Arizona’s Long Walk to SB 1070

The Grand Canyon State is now considered a standard-bearer for anti-immigrant backlash. But it didn't get there on its own. Check our interactive timeline of how the feds pushed Arizona over the right's edge.

By Daisy Hernandez, Valeria Fern?ndez May 17, 2010

Last month, Arizona passed SB-1070, making it a crime for a person to be in the state without documentation proving their immigration status. The law also gives cops the right to use race as one factor in determining whether there’s a reason to ask for those papeles and grants citizens the right to sue cops if they’re not doing the job.

But just how did Arizona get here? Not solitos.

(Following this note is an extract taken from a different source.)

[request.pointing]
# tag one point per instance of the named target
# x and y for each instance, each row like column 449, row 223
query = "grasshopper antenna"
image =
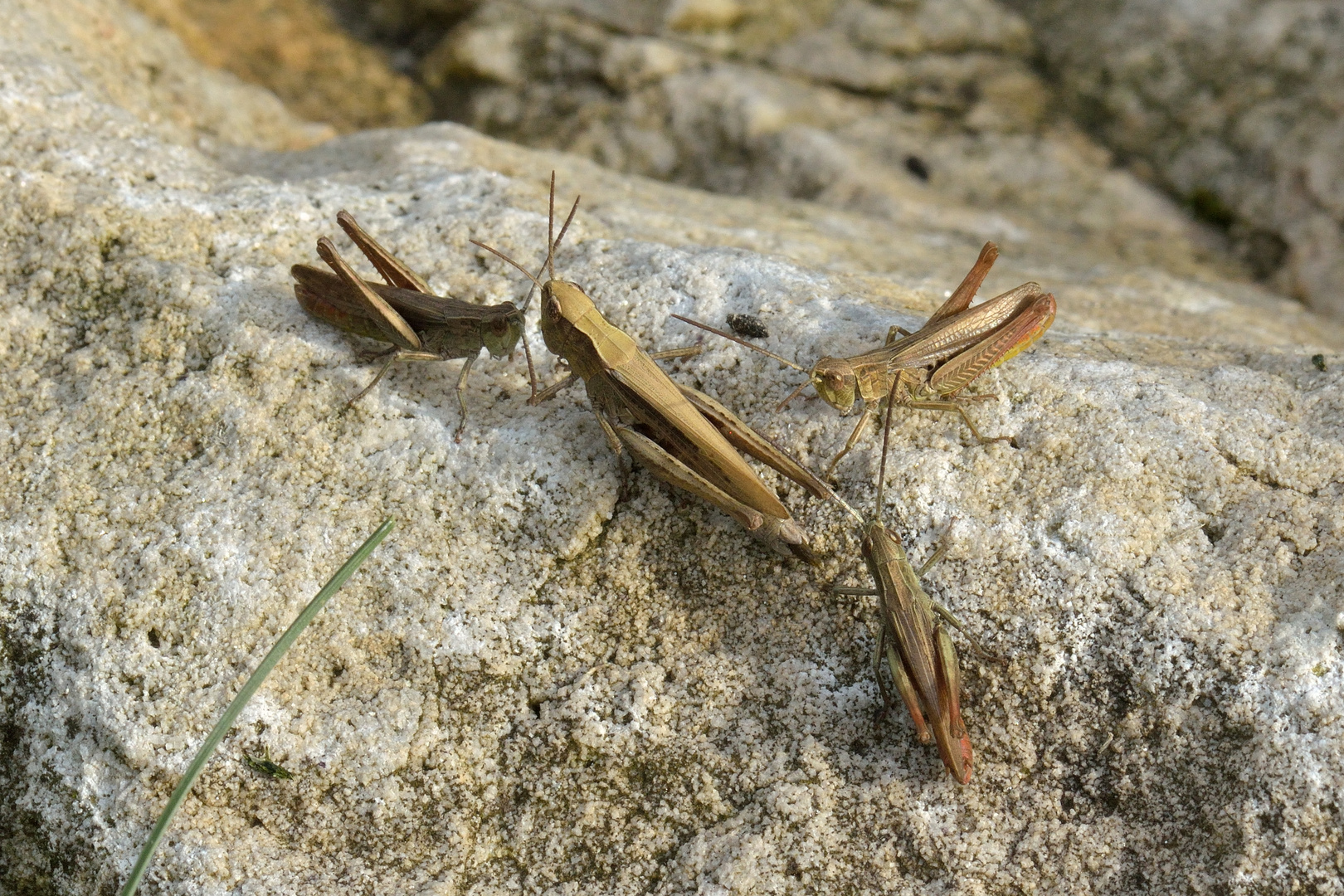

In the 1990s, the federal government decided to shut down key transit points for immigrants in cities in California, Texas and even Arizona. The faulty idea was that immigrants weren’t desperate enough to risk death by crossing the Sonoran Desert. They were, however, that desperate, and coyotes were only too happy to charge more for their needed services. Soon, the entry point to the U.S. shifted from California and Texas to Arizona.

Over the years, Arizona voters have approved some of the most far-reaching and sometimes questionable laws in the country. But to be fair, they’ve had a lot of help from the federal government looking the other way. Politicians like Sen. Pearce, Sheriff Joe Arpaio, Gov. Brewer and at times former Gov. Napolitano have been able to blame the federal government for their actions in Arizona and at the same time have capitalized on voters’ fears over a volatile border situation.